Topics
SL is about learning mapping from input X to output Y. It uses labeled training data (X, Y)
.
- Goal: predict Y for new, unseen X accurately
- Core tasks:: Classification (predict discrete category, e.g., spam/not spam), Regression (predict continuous value, e.g., price)
It contrasts unsupervised learning (no labels, finds patterns) & reinforcement learning (learns via rewards/penalties). The reliance on labeled data is SL’s defining feature. Data quality, labeling effort are critical prerequisites. Classification/regression distinction is fundamental: dictates algorithm choice and evaluation metrics.
Common algorithms: logistic regression, support vector machines (SVM), K-Nearest Neighbors (KNN algorithm), decision trees (DT), bagging (random forests - RF), boosting (adaboost - AB, gradient boosting - GB) etc.

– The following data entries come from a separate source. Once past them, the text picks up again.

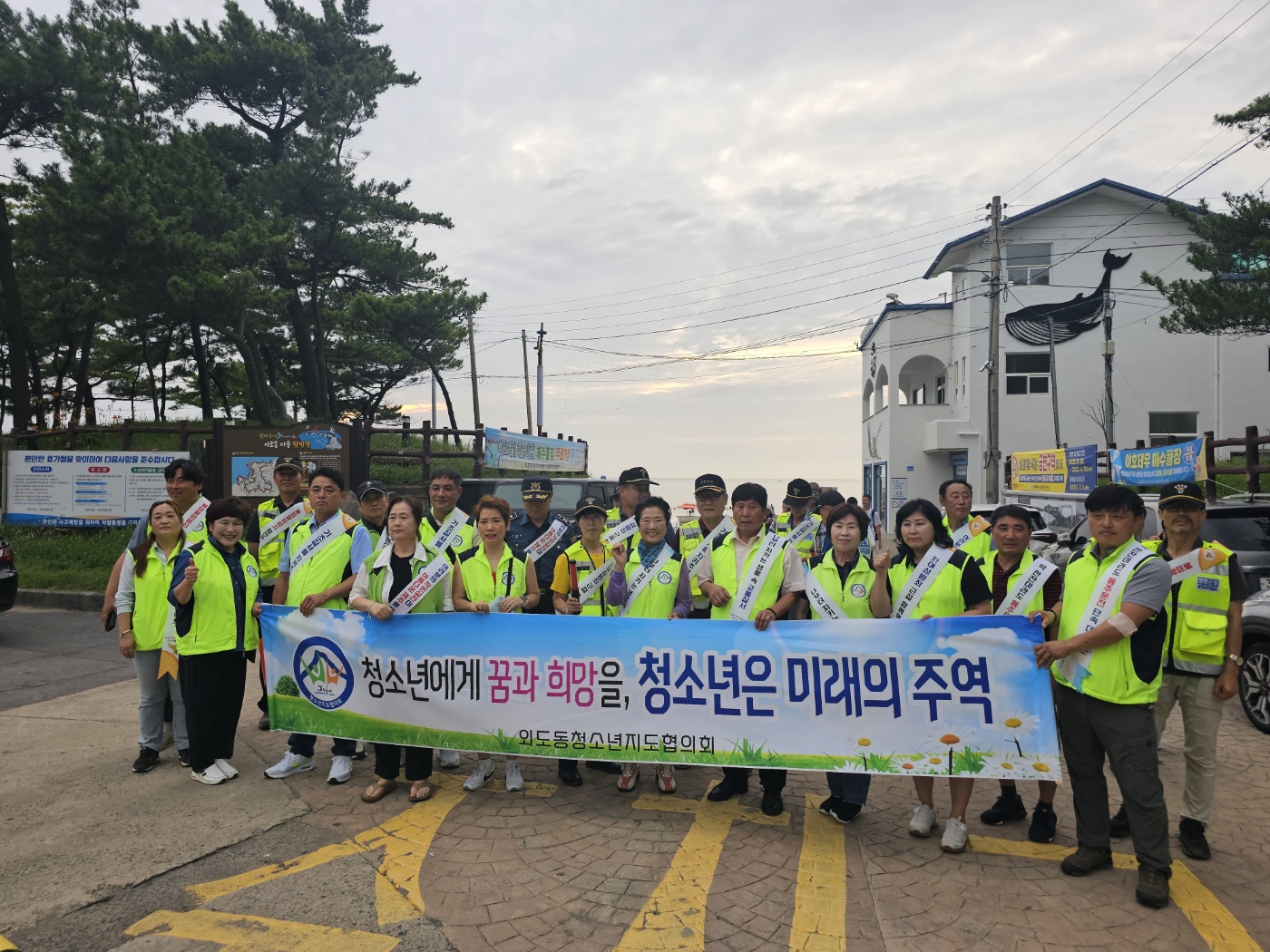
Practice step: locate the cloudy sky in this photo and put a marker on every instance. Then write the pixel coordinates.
(704, 202)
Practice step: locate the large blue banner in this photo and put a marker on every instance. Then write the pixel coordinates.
(948, 697)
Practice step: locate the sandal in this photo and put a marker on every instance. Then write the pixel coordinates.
(415, 797)
(377, 791)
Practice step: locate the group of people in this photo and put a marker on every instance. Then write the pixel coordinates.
(1133, 627)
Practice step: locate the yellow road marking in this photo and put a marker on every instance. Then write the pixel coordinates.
(1206, 911)
(675, 916)
(250, 933)
(405, 840)
(821, 900)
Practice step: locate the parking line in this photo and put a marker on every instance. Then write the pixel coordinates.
(1206, 913)
(821, 901)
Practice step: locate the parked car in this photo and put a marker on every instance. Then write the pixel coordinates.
(8, 575)
(1255, 673)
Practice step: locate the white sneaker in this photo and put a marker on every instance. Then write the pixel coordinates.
(340, 770)
(480, 774)
(954, 837)
(288, 764)
(923, 821)
(211, 776)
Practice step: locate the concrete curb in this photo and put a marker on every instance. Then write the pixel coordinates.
(66, 600)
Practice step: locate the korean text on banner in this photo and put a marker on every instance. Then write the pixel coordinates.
(1155, 466)
(1072, 470)
(954, 697)
(517, 451)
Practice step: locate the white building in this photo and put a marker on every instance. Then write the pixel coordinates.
(924, 397)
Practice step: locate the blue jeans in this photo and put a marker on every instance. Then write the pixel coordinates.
(304, 745)
(850, 787)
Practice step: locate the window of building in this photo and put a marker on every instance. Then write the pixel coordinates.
(1172, 428)
(1028, 374)
(1028, 264)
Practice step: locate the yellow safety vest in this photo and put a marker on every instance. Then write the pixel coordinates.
(850, 594)
(723, 565)
(1126, 672)
(1197, 616)
(943, 597)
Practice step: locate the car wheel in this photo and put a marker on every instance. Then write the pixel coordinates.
(1255, 685)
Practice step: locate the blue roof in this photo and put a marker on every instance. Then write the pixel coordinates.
(888, 308)
(1047, 206)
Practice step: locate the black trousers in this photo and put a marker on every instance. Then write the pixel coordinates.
(771, 780)
(387, 762)
(212, 687)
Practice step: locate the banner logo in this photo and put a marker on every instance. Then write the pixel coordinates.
(323, 673)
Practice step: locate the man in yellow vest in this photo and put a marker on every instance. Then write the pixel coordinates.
(318, 567)
(288, 476)
(969, 533)
(711, 495)
(1006, 568)
(1202, 653)
(797, 501)
(734, 561)
(1107, 664)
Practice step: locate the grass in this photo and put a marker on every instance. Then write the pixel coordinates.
(65, 560)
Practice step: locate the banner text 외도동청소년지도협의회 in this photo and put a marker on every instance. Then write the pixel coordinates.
(945, 697)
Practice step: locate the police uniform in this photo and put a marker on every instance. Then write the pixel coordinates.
(215, 636)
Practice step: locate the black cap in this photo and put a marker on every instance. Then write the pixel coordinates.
(829, 498)
(370, 486)
(637, 473)
(797, 492)
(588, 504)
(708, 482)
(1181, 491)
(536, 488)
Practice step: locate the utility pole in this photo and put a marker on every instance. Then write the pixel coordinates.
(1108, 365)
(524, 353)
(472, 355)
(542, 333)
(992, 459)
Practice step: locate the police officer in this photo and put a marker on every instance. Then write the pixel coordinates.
(711, 495)
(1202, 651)
(797, 501)
(372, 504)
(1108, 679)
(320, 578)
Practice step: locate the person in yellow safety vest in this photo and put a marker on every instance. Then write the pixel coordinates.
(958, 589)
(494, 578)
(321, 577)
(288, 476)
(645, 590)
(215, 589)
(143, 621)
(580, 561)
(1003, 568)
(1110, 643)
(385, 574)
(797, 499)
(846, 577)
(372, 505)
(732, 564)
(956, 497)
(711, 495)
(1202, 654)
(444, 488)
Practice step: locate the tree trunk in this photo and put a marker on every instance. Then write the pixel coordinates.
(15, 325)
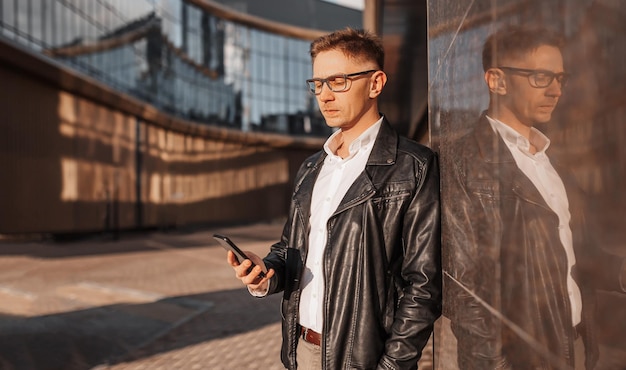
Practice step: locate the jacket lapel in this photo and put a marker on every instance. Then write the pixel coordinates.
(304, 189)
(383, 153)
(495, 153)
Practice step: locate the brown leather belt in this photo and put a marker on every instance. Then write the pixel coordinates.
(311, 336)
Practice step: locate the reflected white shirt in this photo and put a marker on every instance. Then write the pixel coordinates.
(336, 176)
(539, 170)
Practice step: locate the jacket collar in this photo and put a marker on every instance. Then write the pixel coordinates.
(493, 150)
(384, 153)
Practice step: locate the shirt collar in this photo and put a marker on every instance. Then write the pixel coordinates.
(365, 140)
(540, 141)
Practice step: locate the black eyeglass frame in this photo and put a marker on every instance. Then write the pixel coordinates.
(346, 76)
(561, 77)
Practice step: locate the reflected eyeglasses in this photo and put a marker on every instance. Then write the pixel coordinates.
(336, 83)
(539, 78)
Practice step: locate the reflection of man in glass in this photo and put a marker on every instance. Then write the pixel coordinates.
(522, 270)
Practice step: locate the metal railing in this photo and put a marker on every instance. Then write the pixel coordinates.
(197, 60)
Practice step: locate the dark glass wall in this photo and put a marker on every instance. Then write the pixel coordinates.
(507, 299)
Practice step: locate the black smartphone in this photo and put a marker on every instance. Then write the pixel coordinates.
(228, 244)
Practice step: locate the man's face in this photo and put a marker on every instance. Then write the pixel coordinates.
(346, 108)
(524, 103)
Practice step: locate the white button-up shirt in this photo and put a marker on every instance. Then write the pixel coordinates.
(539, 170)
(336, 176)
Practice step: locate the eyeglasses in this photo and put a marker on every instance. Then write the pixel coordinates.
(336, 83)
(540, 78)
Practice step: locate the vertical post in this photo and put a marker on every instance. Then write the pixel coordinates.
(139, 147)
(371, 15)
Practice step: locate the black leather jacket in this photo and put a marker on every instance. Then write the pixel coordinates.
(501, 243)
(382, 267)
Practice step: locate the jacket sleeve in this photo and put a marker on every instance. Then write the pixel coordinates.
(420, 302)
(286, 275)
(470, 263)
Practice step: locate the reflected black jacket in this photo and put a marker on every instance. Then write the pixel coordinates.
(382, 267)
(502, 243)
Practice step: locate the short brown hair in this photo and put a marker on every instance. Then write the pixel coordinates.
(515, 42)
(354, 43)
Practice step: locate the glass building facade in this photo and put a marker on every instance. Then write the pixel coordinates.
(182, 59)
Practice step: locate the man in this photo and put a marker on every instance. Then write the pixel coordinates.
(359, 258)
(521, 271)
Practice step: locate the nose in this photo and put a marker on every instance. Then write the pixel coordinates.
(325, 93)
(554, 89)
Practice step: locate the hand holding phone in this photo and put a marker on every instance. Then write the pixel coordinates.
(228, 244)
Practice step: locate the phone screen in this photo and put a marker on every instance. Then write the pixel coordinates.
(229, 245)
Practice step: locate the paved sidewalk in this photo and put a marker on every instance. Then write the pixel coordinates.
(160, 300)
(150, 301)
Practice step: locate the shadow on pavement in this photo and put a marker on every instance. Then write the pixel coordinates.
(123, 332)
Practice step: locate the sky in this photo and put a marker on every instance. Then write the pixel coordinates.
(355, 4)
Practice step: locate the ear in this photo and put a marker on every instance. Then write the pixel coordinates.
(495, 80)
(377, 82)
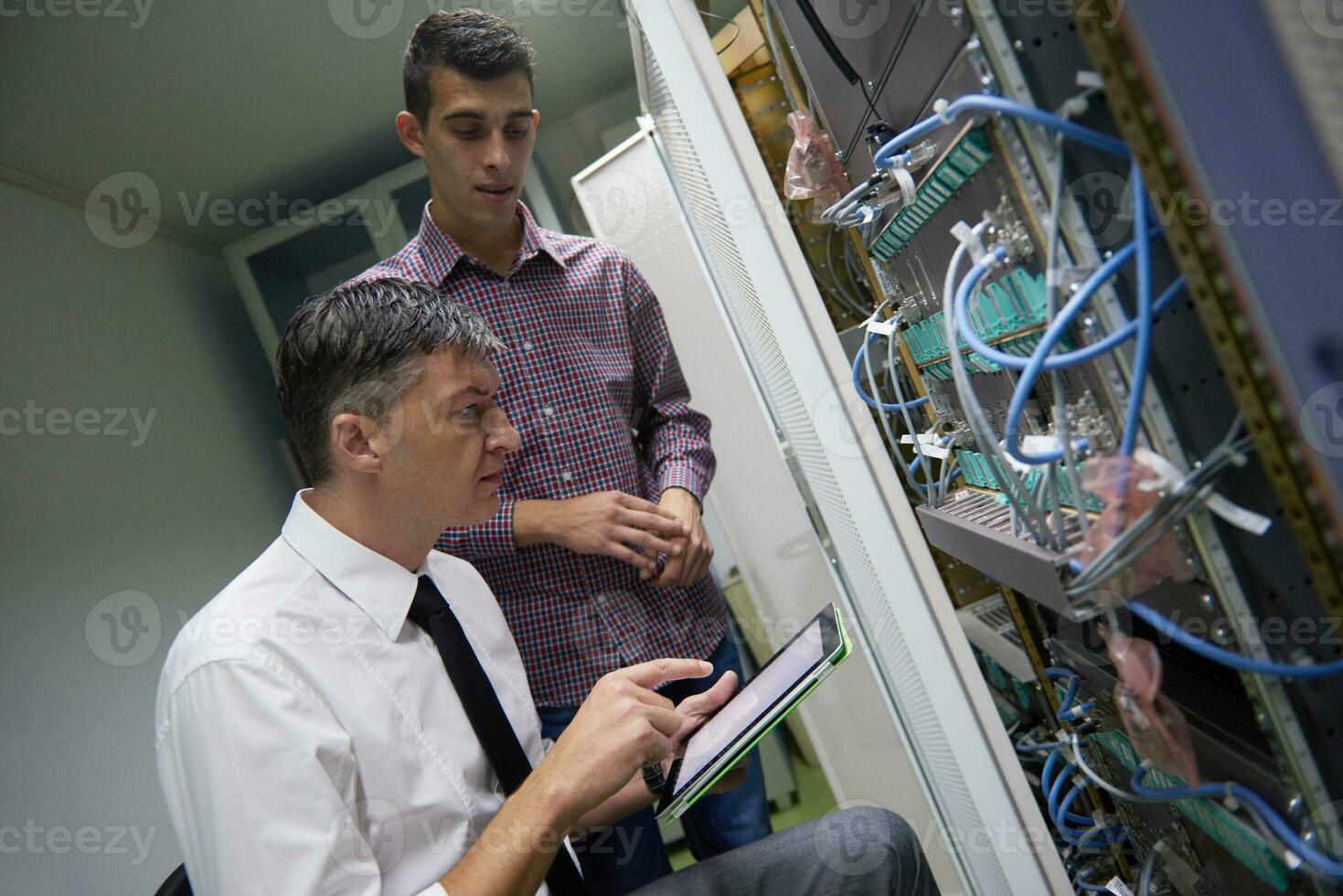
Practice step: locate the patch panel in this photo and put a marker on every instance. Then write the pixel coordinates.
(962, 163)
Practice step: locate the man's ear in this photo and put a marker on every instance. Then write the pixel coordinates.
(410, 132)
(355, 443)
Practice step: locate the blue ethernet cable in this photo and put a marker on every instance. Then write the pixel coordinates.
(1082, 883)
(1143, 349)
(1068, 710)
(884, 156)
(862, 392)
(1229, 789)
(1076, 357)
(1229, 657)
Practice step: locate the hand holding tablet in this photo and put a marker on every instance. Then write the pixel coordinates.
(764, 701)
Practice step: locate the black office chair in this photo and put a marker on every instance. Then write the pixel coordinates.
(176, 884)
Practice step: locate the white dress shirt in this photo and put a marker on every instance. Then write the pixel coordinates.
(308, 736)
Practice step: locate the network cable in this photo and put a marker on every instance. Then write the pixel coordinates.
(858, 360)
(1228, 657)
(1174, 504)
(985, 102)
(1082, 883)
(1326, 865)
(975, 417)
(1068, 712)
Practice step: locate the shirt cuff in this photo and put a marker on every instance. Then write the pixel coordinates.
(682, 475)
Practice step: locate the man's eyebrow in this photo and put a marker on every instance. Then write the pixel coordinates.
(477, 116)
(470, 389)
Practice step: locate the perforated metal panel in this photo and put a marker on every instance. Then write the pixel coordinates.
(753, 258)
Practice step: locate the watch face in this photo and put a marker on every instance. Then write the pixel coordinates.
(655, 779)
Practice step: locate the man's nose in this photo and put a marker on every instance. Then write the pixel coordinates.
(496, 154)
(503, 435)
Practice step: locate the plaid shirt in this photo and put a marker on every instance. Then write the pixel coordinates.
(592, 384)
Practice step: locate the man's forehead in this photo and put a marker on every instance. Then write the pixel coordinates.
(454, 371)
(454, 91)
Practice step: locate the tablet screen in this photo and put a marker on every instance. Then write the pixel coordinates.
(773, 681)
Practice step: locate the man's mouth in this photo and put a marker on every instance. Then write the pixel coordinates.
(495, 194)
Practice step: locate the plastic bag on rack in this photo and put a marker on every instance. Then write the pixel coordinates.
(1154, 724)
(813, 172)
(1130, 488)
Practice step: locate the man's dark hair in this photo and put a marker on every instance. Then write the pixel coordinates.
(360, 348)
(478, 45)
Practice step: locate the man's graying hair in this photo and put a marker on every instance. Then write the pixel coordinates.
(360, 348)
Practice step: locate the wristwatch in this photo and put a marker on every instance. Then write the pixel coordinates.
(655, 778)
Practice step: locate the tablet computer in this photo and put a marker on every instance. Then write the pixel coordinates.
(758, 707)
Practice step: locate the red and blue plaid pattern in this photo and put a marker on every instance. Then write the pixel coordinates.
(592, 382)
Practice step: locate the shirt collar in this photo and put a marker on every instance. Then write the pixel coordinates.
(441, 251)
(378, 584)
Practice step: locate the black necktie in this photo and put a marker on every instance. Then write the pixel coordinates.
(430, 612)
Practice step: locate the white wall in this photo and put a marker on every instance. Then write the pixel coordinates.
(569, 145)
(156, 328)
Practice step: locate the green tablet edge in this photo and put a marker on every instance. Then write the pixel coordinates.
(773, 724)
(845, 649)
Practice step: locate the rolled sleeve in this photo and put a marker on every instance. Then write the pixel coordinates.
(676, 437)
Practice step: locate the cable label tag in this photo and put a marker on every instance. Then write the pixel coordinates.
(1233, 513)
(1039, 443)
(965, 235)
(931, 445)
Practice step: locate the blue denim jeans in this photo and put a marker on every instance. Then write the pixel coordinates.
(630, 855)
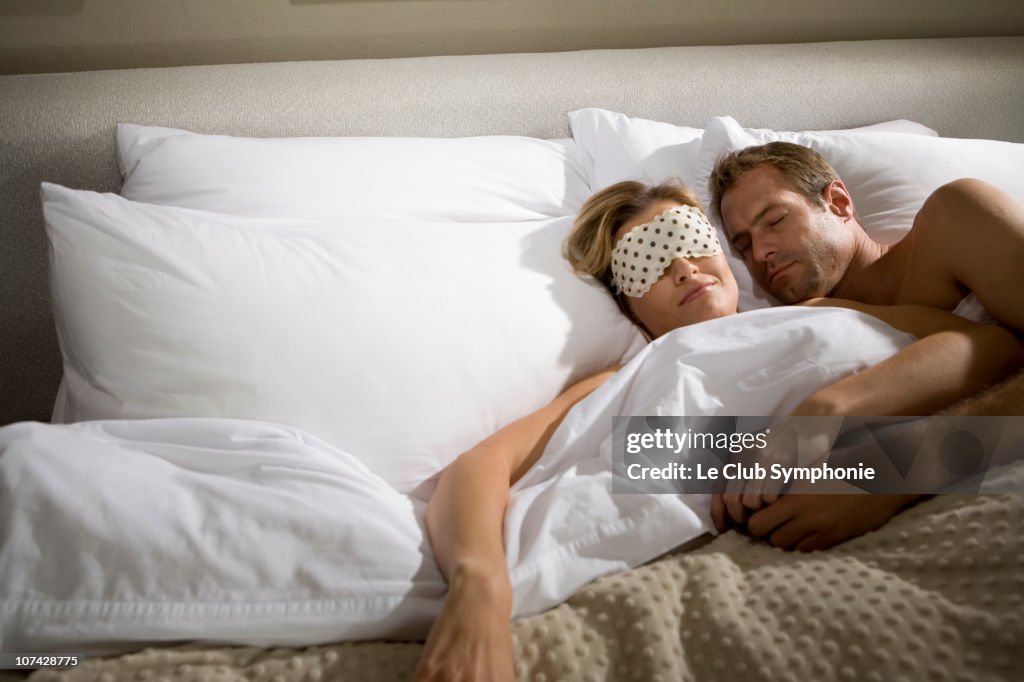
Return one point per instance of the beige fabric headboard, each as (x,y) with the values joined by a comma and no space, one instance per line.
(60,127)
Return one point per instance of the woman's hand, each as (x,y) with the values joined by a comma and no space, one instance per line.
(472,638)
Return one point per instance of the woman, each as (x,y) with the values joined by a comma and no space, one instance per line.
(654,250)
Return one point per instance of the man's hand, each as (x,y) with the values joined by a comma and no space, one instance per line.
(794,441)
(807,522)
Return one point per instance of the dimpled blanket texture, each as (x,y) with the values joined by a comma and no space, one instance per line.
(936,594)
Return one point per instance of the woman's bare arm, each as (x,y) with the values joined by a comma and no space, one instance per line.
(471,639)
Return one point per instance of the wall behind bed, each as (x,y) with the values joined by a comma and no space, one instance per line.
(50,36)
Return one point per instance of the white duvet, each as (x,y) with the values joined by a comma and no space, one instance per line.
(119,534)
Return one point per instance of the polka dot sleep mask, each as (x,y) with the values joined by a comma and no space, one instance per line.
(642,254)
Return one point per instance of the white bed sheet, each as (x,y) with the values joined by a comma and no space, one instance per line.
(120,534)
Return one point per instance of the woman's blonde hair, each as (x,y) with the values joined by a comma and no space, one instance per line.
(589,246)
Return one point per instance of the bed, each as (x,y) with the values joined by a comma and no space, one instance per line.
(935,594)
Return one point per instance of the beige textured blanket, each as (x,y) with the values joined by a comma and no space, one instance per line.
(937,594)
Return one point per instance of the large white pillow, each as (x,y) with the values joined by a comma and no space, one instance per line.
(400,343)
(474,179)
(889,174)
(617,147)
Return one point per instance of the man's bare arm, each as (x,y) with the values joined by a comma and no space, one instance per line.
(953,359)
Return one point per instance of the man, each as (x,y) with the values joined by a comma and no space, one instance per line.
(786,211)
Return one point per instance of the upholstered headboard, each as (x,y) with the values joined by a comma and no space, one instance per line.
(61,127)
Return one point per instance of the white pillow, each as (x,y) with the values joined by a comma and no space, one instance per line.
(889,174)
(617,147)
(402,344)
(474,179)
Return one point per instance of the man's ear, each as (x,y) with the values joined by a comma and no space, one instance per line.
(838,200)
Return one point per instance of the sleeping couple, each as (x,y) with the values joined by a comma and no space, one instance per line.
(791,217)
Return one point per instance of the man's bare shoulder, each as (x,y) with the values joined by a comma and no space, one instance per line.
(960,240)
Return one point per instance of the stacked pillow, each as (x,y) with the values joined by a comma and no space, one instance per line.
(890,168)
(400,298)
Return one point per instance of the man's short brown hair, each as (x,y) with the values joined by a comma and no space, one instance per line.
(806,170)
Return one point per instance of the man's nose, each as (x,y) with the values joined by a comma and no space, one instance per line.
(762,250)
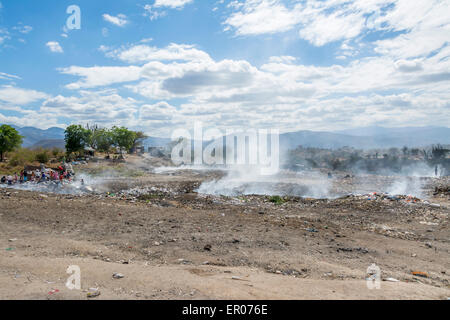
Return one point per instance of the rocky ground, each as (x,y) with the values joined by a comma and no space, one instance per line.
(169,242)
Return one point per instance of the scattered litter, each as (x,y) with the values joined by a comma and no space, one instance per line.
(420,274)
(391,280)
(93,293)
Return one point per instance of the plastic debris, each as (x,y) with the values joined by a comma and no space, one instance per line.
(93,293)
(420,274)
(391,280)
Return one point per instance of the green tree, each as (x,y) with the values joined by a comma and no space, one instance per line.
(139,139)
(123,138)
(76,138)
(10,139)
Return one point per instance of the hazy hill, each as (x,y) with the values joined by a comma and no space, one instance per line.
(363,138)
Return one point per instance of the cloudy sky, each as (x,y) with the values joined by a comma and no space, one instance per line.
(158,65)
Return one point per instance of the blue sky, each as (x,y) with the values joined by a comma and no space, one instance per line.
(157,65)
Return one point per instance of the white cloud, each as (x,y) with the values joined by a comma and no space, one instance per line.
(144,53)
(23,29)
(54,46)
(19,96)
(174,4)
(101,76)
(261,17)
(103,107)
(282,93)
(6,76)
(120,20)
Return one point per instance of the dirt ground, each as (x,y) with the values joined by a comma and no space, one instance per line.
(184,245)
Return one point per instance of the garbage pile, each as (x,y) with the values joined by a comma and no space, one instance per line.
(377,196)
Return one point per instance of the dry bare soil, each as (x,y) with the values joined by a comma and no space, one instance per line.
(190,246)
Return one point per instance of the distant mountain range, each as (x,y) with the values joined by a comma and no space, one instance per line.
(361,138)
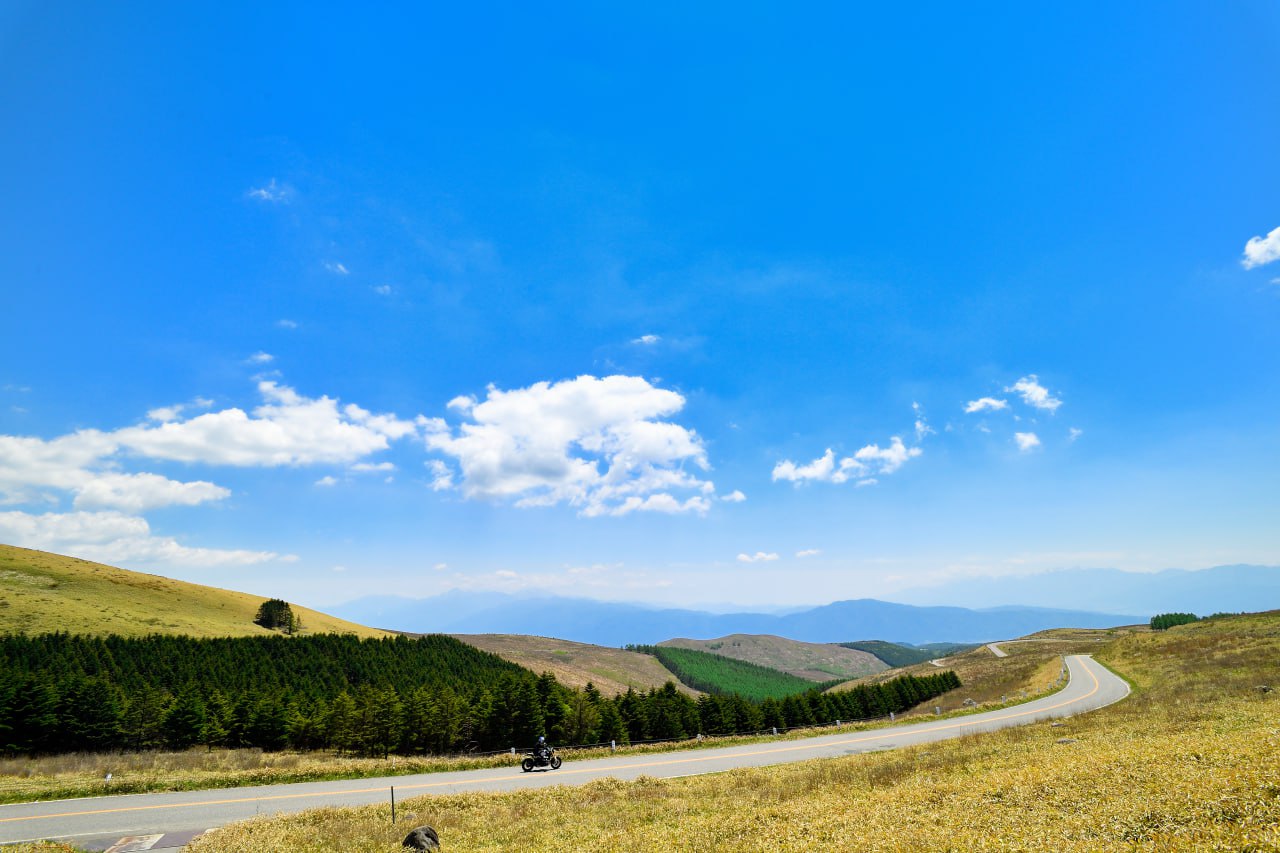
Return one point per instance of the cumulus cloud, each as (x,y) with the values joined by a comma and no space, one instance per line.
(864,465)
(984,404)
(115,538)
(86,466)
(1262,250)
(1027,441)
(1034,393)
(286,429)
(141,492)
(922,425)
(595,443)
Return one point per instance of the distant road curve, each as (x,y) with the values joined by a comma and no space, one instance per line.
(96,822)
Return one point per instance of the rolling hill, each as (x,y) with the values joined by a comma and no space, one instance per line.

High-level comparison of fundamental supervised algorithms:
Algorithm | Key Idea | Core Math Concept(s) |
---|---|---|
Logistic Regression | Model probability of binary outcome via sigmoid function | Sigmoid, Log Loss, gradient descent |
SVM | Maximize margin between classes (Classification) | Hyperplane, Margin, Hinge Loss, Kernels, Quadratic Programming |
KNN | Classify/predict based on K nearest neighbors | distance metrics (Euclidean, Manhattan), Majority Vote/Avg. |
Decision Tree | Recursive partitioning of data based on feature tests | Entropy, Gini Impurity, Information Gain, Variance Reduction |
Random Forest | Ensemble of DTs via bagging + feature randomness | Bagging, Decision Trees, Feature Importance, OOB Error |
AdaBoost | Sequential ensemble, weights misclassified points higher | Boosting, Weak Learners, Weighted Voting, Exponential Loss |
Gradient Boosting | Sequential ensemble, fits new models to residual errors (gradients) | Boosting, Weak Learners, Gradient Descent, Loss Functions |